Especialidade, especialidade, especialidade. Bati forte nessa tecla no capítulo que tratou de produtividade e qualidade do Planejamento Estratégico Editorial, antessala de minha atuação como diretor de Redação do Diário do Grande ABC naquele segundo semestre de 2004. O projeto foi preparado para que assumisse o cargo com uma diretriz que clarificaria os novos rumos do jornal. Entretanto, só pude aplicar as propostas depois de passar pelo cargo de ombudsman do jornal. O primeiro e único na história da publicação. Ineditismo que repeti mais tarde, em 2014.
O que os leitores vão encontrar em seguida é a edição de número 18 da newsletter OmbudsmanDiário. Era 29 de junho de 20104. Foram produzidas no total 32 edições, até que, finalmente, assumisse a direção do jornal.
Nesta edição, os leitores vão entender o significado de especialidade no jornalismo. E vão compreender a diferença entre aquela que deveria ser uma revolução conceitual no Diário do Grande ABC (e que apliquei durante duas décadas à frente da revista LivreMercado) e o que a publicação, entre tantas, oferece aos leitores.
Edição número 18
Seguimos com mais um capítulo referente ao Planejamento Estratégico Editorial que preparamos para o Diário do Grande e que, como se sabe, baliza nosso trabalho como Ombudsman.
Especialização
É uma jornada longa, complexa, trabalhosa, mas precisa ser iniciada o quanto antes. Estamos nos referindo à constituição de quadros profissionais de redação que serão especialistas nas mais diferentes matérias. O jornalismo mais contemporâneo exige que os profissionais conheçam tanto as técnicas de interlocução com os leitores como uma bateria de questões específicas relatadas pelas fontes de informação. Não podemos ser simples repositórios de declarações. Tratamos dessa questão, com profundidade, no livro "Meias Verdades". É epidêmico o grau de manipulação de informações. Principalmente nos jornais diários, formulados pela mesmice de reproduzir declarações acriticamente. Não se trata de obstar esse caminho necessariamente pela estrada da opinião, mas pela avenida da interpretação e, principalmente, por um feixe de dados de valor agregado. Aos leitores não se pode atribuir o rótulo de ignorantes. Costumamos dizer que nos compete como profissionais de comunicação muito mais que servir o almoço de informações -- temos de digeri-las, metabolizá-las, facilitando o entendimento do leitor.

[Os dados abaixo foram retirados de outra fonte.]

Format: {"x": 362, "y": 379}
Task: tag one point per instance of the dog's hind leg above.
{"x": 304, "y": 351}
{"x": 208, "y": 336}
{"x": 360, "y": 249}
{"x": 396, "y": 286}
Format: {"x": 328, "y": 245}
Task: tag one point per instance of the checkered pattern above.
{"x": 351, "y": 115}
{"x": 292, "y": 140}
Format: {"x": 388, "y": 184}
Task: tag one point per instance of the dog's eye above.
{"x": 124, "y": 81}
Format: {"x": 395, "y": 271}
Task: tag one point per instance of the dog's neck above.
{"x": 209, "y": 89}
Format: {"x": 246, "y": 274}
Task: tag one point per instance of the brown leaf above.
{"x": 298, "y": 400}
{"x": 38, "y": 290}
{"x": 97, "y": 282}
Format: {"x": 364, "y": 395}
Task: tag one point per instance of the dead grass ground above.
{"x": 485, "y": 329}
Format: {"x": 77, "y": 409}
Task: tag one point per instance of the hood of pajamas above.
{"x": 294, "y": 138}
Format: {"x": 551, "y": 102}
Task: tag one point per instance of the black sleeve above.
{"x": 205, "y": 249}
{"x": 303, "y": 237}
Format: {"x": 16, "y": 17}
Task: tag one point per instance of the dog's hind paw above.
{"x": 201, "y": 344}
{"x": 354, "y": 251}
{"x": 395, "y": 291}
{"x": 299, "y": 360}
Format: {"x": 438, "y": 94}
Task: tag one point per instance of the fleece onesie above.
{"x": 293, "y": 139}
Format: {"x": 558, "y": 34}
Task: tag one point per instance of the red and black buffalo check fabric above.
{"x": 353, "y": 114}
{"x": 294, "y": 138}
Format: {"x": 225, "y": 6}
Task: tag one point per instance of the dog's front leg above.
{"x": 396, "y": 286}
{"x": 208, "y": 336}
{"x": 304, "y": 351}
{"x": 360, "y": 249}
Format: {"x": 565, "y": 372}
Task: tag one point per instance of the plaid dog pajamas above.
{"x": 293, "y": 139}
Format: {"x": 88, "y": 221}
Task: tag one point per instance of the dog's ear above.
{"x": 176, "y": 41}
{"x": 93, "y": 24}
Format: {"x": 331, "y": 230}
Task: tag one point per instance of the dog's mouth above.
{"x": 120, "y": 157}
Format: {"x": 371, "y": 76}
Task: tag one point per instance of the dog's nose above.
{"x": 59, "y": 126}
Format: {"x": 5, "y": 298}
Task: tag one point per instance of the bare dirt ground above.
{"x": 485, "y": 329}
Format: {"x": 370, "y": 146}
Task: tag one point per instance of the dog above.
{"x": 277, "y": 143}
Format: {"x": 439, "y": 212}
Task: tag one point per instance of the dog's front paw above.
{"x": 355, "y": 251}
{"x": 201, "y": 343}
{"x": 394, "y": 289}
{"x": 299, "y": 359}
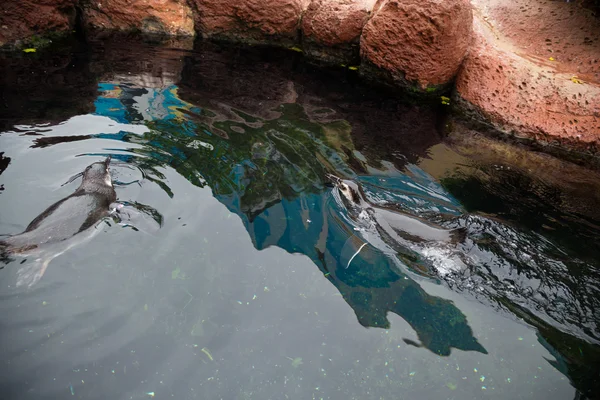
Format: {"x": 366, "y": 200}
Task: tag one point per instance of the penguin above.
{"x": 390, "y": 230}
{"x": 395, "y": 223}
{"x": 64, "y": 224}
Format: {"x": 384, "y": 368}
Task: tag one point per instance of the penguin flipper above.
{"x": 31, "y": 272}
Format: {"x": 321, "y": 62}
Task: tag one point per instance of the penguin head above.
{"x": 98, "y": 173}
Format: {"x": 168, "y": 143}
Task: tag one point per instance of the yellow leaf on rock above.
{"x": 574, "y": 79}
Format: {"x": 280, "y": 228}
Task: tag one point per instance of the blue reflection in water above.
{"x": 292, "y": 209}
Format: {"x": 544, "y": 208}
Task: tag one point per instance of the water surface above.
{"x": 246, "y": 277}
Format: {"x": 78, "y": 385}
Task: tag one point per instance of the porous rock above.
{"x": 166, "y": 17}
{"x": 417, "y": 43}
{"x": 250, "y": 21}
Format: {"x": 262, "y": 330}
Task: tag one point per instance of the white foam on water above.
{"x": 443, "y": 259}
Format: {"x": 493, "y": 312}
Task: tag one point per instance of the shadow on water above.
{"x": 262, "y": 128}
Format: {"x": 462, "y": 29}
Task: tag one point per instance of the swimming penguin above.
{"x": 394, "y": 222}
{"x": 64, "y": 224}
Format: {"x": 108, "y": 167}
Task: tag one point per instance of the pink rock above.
{"x": 331, "y": 28}
{"x": 250, "y": 20}
{"x": 418, "y": 41}
{"x": 171, "y": 17}
{"x": 21, "y": 19}
{"x": 531, "y": 99}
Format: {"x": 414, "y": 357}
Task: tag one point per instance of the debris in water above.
{"x": 355, "y": 254}
{"x": 296, "y": 362}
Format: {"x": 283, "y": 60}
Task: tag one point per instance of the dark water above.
{"x": 246, "y": 277}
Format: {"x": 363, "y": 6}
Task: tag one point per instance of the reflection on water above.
{"x": 261, "y": 130}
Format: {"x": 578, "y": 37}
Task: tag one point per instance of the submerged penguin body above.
{"x": 396, "y": 224}
{"x": 64, "y": 224}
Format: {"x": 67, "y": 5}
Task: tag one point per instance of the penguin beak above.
{"x": 333, "y": 180}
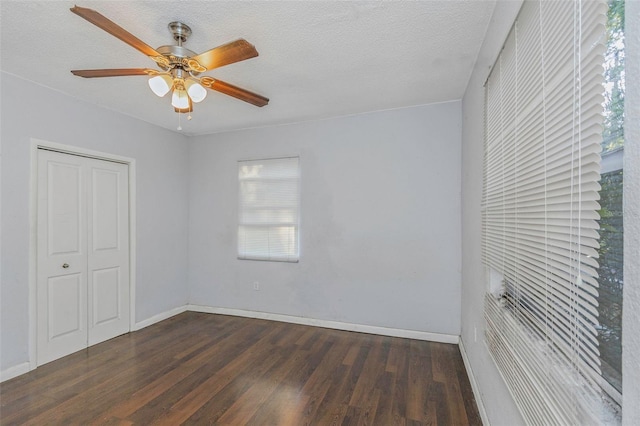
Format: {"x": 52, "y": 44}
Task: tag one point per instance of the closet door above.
{"x": 108, "y": 248}
{"x": 82, "y": 253}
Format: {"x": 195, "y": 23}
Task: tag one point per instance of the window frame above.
{"x": 268, "y": 256}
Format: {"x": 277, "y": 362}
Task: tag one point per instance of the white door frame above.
{"x": 33, "y": 218}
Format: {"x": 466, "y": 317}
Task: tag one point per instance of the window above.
{"x": 269, "y": 209}
{"x": 611, "y": 217}
{"x": 541, "y": 192}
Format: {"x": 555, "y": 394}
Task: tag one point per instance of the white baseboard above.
{"x": 14, "y": 371}
{"x": 370, "y": 329}
{"x": 159, "y": 317}
{"x": 474, "y": 385}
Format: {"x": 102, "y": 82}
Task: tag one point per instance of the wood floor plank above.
{"x": 196, "y": 368}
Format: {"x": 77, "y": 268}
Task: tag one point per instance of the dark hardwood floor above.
{"x": 212, "y": 369}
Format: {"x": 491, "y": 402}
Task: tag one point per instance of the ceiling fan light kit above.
{"x": 180, "y": 67}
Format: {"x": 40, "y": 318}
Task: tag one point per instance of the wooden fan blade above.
{"x": 115, "y": 30}
{"x": 114, "y": 72}
{"x": 235, "y": 91}
{"x": 226, "y": 54}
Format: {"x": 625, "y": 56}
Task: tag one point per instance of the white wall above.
{"x": 631, "y": 308}
{"x": 31, "y": 111}
{"x": 380, "y": 221}
{"x": 497, "y": 401}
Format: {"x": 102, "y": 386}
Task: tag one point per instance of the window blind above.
{"x": 543, "y": 128}
{"x": 268, "y": 209}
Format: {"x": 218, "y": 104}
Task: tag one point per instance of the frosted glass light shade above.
{"x": 180, "y": 99}
{"x": 196, "y": 91}
{"x": 160, "y": 84}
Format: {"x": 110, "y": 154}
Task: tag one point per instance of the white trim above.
{"x": 159, "y": 317}
{"x": 474, "y": 385}
{"x": 15, "y": 371}
{"x": 360, "y": 328}
{"x": 33, "y": 211}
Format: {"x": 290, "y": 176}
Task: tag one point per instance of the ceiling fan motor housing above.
{"x": 180, "y": 31}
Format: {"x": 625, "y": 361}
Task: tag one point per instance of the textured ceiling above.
{"x": 317, "y": 59}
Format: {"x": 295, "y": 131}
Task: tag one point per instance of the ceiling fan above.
{"x": 179, "y": 67}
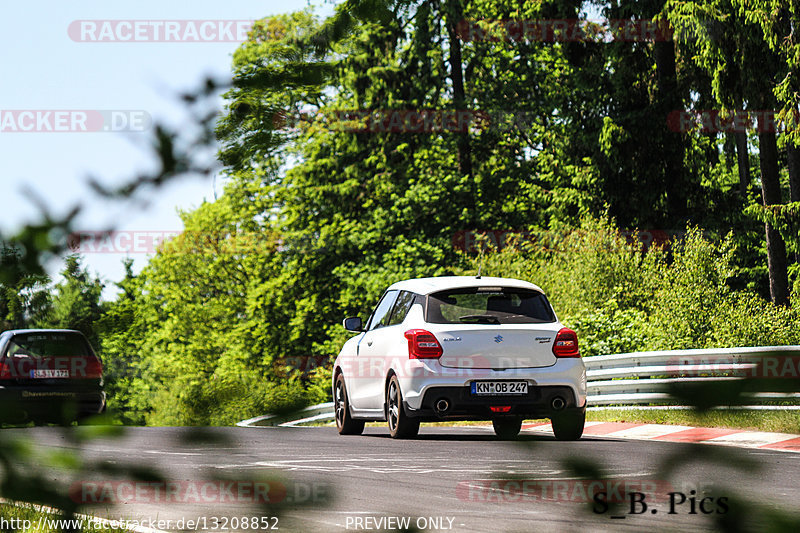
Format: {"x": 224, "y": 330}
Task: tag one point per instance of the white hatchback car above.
{"x": 460, "y": 348}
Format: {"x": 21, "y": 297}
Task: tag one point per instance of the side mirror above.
{"x": 353, "y": 324}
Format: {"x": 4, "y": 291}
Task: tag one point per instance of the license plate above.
{"x": 46, "y": 373}
{"x": 497, "y": 388}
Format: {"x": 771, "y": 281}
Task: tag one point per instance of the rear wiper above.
{"x": 487, "y": 319}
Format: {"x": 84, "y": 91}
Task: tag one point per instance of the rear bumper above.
{"x": 462, "y": 405}
{"x": 421, "y": 385}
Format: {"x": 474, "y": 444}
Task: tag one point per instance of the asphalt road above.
{"x": 448, "y": 479}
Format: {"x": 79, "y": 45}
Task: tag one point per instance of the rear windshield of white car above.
{"x": 488, "y": 305}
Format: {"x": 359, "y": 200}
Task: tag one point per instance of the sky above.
{"x": 54, "y": 77}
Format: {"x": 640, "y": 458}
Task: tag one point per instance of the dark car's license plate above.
{"x": 498, "y": 388}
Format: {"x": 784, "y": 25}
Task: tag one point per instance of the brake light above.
{"x": 422, "y": 344}
{"x": 94, "y": 368}
{"x": 566, "y": 344}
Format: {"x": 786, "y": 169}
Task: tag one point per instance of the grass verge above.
{"x": 22, "y": 517}
{"x": 773, "y": 421}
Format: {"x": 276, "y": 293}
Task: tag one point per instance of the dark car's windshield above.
{"x": 48, "y": 344}
{"x": 488, "y": 305}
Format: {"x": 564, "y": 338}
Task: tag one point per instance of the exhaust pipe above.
{"x": 558, "y": 403}
{"x": 441, "y": 406}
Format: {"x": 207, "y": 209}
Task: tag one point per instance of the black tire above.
{"x": 400, "y": 425}
{"x": 569, "y": 426}
{"x": 345, "y": 423}
{"x": 507, "y": 428}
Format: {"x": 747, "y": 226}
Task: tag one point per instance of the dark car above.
{"x": 49, "y": 375}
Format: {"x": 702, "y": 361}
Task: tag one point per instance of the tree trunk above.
{"x": 673, "y": 149}
{"x": 771, "y": 194}
{"x": 743, "y": 161}
{"x": 455, "y": 13}
{"x": 793, "y": 157}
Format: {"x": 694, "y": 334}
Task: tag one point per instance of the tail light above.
{"x": 94, "y": 368}
{"x": 566, "y": 344}
{"x": 423, "y": 345}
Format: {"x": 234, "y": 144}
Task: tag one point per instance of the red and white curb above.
{"x": 784, "y": 442}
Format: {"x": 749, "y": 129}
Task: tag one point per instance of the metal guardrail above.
{"x": 646, "y": 377}
{"x": 641, "y": 378}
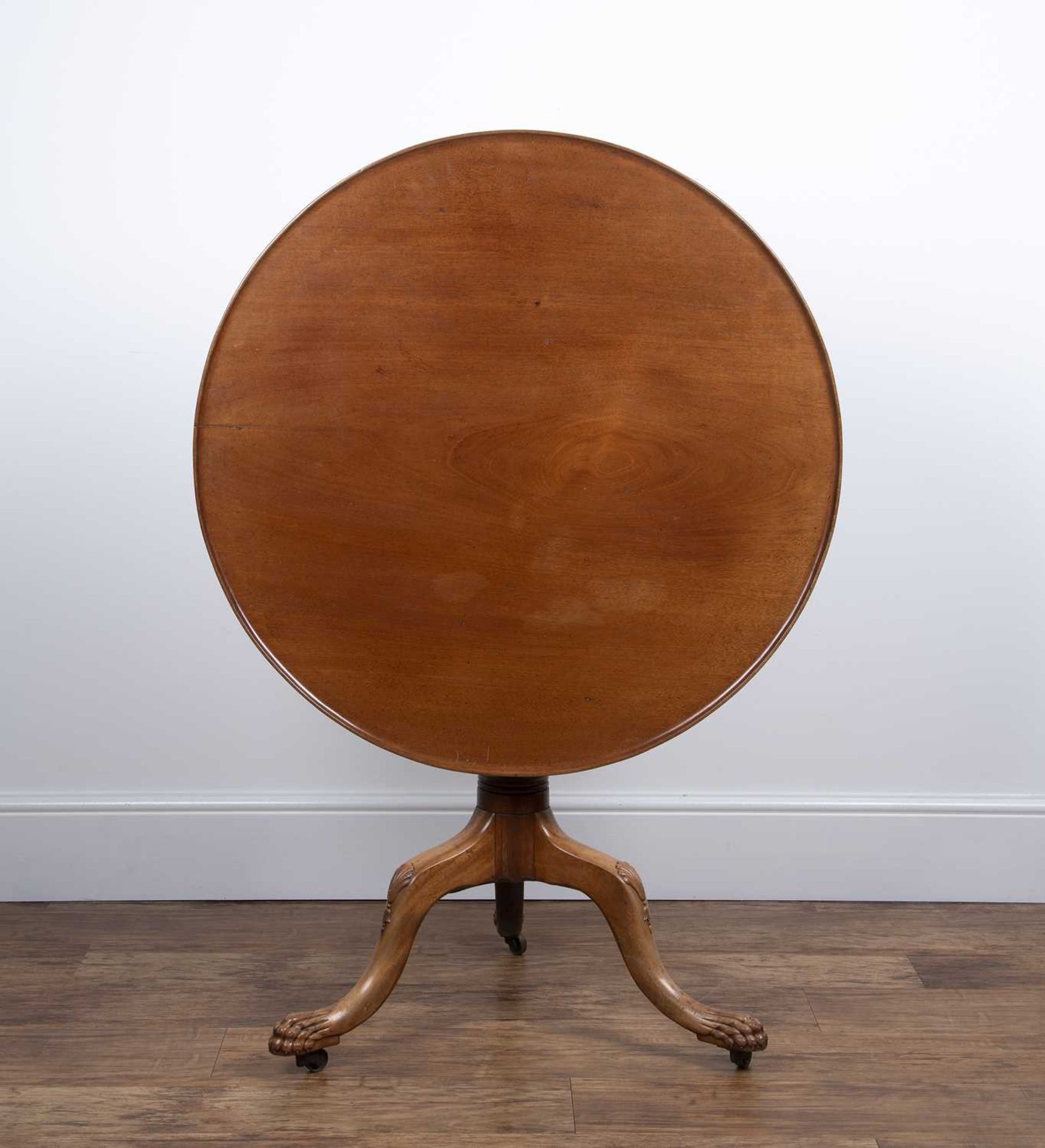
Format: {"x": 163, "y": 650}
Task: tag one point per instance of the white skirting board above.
{"x": 332, "y": 847}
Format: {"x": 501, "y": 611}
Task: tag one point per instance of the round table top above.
{"x": 517, "y": 453}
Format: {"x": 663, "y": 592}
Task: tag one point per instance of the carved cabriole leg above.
{"x": 617, "y": 890}
{"x": 508, "y": 908}
{"x": 461, "y": 862}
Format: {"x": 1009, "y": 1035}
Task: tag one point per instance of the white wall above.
{"x": 889, "y": 153}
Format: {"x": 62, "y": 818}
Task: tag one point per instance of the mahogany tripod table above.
{"x": 517, "y": 454}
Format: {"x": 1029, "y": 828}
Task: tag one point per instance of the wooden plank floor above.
{"x": 890, "y": 1027}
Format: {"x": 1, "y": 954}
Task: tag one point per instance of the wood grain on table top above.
{"x": 517, "y": 453}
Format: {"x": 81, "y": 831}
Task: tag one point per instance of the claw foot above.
{"x": 734, "y": 1031}
{"x": 306, "y": 1033}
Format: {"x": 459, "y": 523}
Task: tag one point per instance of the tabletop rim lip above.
{"x": 816, "y": 569}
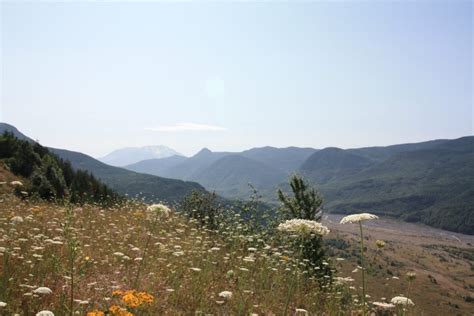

Poderíamos desfraldar uma série de exemplos de situações em que se manifestam tergiversações descaradas do princípio de bem informar, mas o melhor mesmo é recorrer a "Meias Verdades". A essência do esgarçamento informativo qualificado está plantada na aridez de conhecimentos dos profissionais de comunicação. A saída é setorizá-los e fazê-los mergulhar fundo nos arquivos, nos livros, enfim, em toda a literatura possível de ser utilizada a qualquer instante.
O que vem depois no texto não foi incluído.